Accent reduction is a goal that many non-native English speakers persue. A big obstacle is that they often listen to native speakers’ speech, but they have never heard their own voice with a native accent. If learners could listen to their own voice speaking with a native accent, they can notice the differences and improve how they sound. Think of it like a personal AI accent coach but with your own voice.

Now how can we change the accent of a non-native English speaker to sound like a native American speaker? Well, It turns out by carefully adjusting the prosody and timbre in a TTS model such as StyleTTS2, we can achieve this accent transformation with ease.

I created a demo on HuggingFace called AccentCoach that can transform any accent into an American accent. It is technically a STTS: Speech-to-Text (Whisper) and then Text-to-Speech (StyleTTS2). The output sounds a bit robotic, but it is good enough to assist English language learners. Let’s hear two examples first.

Einstein’s distinct accent:


Here is Eintein’s American accent produced by AccentCoach:


Arnold Schwarzenegger’s accent:


Here is Arnold Schwarzenegger’s American accent produced by AccentCoach:


Curious about how you’d sound with an American accent? Give the demo a try!

Attention: It’s highly recommended to clone the space and run it either locally or on a powerful GPU on HuggingFace. The model might take more than 10 seconds to do inference on HF’s free vCPUs. On the other hand, it takes less than a second to make inference on an Nvidia 3090.
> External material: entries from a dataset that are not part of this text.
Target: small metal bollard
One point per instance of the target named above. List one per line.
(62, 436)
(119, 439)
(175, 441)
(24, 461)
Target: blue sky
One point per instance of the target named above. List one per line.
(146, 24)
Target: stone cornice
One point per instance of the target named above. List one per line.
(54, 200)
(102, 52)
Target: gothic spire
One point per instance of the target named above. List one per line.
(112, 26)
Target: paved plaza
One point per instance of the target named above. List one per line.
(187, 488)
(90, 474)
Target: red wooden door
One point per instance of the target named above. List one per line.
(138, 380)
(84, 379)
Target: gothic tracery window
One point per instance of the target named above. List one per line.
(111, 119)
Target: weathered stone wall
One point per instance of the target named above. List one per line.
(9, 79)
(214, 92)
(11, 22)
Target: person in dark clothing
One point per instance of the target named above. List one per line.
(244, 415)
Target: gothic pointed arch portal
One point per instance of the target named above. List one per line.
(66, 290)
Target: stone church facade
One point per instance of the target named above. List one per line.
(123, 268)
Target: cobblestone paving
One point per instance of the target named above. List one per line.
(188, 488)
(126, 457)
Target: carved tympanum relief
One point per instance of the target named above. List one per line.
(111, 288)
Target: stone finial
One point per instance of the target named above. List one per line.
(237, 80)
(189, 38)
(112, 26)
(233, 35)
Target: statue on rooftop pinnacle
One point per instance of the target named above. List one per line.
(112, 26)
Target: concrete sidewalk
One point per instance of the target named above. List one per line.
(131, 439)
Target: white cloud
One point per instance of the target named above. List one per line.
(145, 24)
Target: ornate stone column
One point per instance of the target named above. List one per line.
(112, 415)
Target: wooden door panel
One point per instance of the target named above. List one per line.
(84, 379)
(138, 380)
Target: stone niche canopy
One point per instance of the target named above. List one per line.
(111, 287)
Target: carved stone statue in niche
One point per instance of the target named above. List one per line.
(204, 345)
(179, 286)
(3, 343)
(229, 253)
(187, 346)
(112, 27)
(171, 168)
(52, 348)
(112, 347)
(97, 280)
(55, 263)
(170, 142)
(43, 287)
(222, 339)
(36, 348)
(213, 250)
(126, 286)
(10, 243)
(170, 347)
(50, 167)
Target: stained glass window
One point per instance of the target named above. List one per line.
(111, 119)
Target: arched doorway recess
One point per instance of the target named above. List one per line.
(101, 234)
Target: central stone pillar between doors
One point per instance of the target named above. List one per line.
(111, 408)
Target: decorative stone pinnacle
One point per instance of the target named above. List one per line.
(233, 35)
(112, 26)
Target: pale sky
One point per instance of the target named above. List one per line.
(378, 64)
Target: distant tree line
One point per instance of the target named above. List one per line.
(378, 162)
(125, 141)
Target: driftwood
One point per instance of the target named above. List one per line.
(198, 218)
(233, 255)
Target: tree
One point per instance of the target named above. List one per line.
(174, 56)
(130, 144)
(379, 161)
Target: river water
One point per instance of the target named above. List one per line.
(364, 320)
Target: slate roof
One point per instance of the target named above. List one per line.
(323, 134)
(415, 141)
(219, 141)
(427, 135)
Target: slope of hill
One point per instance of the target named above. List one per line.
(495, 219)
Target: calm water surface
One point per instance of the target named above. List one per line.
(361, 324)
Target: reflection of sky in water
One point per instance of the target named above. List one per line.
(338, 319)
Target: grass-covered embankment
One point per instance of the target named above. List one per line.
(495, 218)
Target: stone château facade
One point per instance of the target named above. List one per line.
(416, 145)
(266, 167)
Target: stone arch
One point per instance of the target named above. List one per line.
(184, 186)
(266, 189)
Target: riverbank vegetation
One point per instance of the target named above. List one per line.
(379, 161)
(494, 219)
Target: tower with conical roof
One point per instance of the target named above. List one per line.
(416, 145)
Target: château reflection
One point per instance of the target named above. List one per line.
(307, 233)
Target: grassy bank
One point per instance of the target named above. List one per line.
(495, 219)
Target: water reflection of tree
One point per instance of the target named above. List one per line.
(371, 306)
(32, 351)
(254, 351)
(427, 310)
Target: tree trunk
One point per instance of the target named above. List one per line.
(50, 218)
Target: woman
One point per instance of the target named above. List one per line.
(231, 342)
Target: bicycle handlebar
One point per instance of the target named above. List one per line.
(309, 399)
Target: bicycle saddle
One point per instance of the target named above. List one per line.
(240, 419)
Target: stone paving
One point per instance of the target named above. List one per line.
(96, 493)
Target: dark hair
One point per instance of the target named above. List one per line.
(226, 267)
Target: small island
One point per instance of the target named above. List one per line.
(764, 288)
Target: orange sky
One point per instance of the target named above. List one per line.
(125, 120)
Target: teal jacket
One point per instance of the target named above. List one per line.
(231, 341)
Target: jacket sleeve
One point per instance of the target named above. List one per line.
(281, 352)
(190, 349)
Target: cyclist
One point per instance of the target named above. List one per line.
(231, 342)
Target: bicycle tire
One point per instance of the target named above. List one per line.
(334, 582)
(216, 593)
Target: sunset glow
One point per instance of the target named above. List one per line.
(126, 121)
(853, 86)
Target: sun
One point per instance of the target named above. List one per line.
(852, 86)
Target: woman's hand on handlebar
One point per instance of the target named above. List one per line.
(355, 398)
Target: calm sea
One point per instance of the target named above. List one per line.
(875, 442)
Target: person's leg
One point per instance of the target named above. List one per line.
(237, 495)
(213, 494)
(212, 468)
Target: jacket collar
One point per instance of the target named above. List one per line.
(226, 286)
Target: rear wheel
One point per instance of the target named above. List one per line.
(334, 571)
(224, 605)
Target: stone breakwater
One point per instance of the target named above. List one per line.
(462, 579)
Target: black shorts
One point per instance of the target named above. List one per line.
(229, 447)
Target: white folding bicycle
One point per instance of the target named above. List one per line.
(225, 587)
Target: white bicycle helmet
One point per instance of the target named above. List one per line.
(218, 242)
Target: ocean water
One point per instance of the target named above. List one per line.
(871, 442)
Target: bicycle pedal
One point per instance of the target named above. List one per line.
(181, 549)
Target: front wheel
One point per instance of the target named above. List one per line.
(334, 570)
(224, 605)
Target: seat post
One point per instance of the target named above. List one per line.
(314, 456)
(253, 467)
🐷 AccentCoach on HuggingFace 🐷

Accent-Coach-AI-Accent-Cloning-Reduction.jpg

Run AccentCoach Locally

I tested this on Arch Linux, but the steps should be applicable to Mac and Windows as well, with minor modification. An Nvidia card with at least 8GB of RAM is recommended. However you can run it on CPU or any hardware that PyTorch supports.

git lfs install
git clone https://huggingface.co/spaces/otioss/AccentCoach
cd AccentCoach
python -m venv ac_env
source ac_env/bin/activate
pip install -r requirements.txt
sudo pacman -S espeak-ng

# Now run the app:
python accent_gradio.py
# Open the URL http://127.0.0.1:7860 in your browser.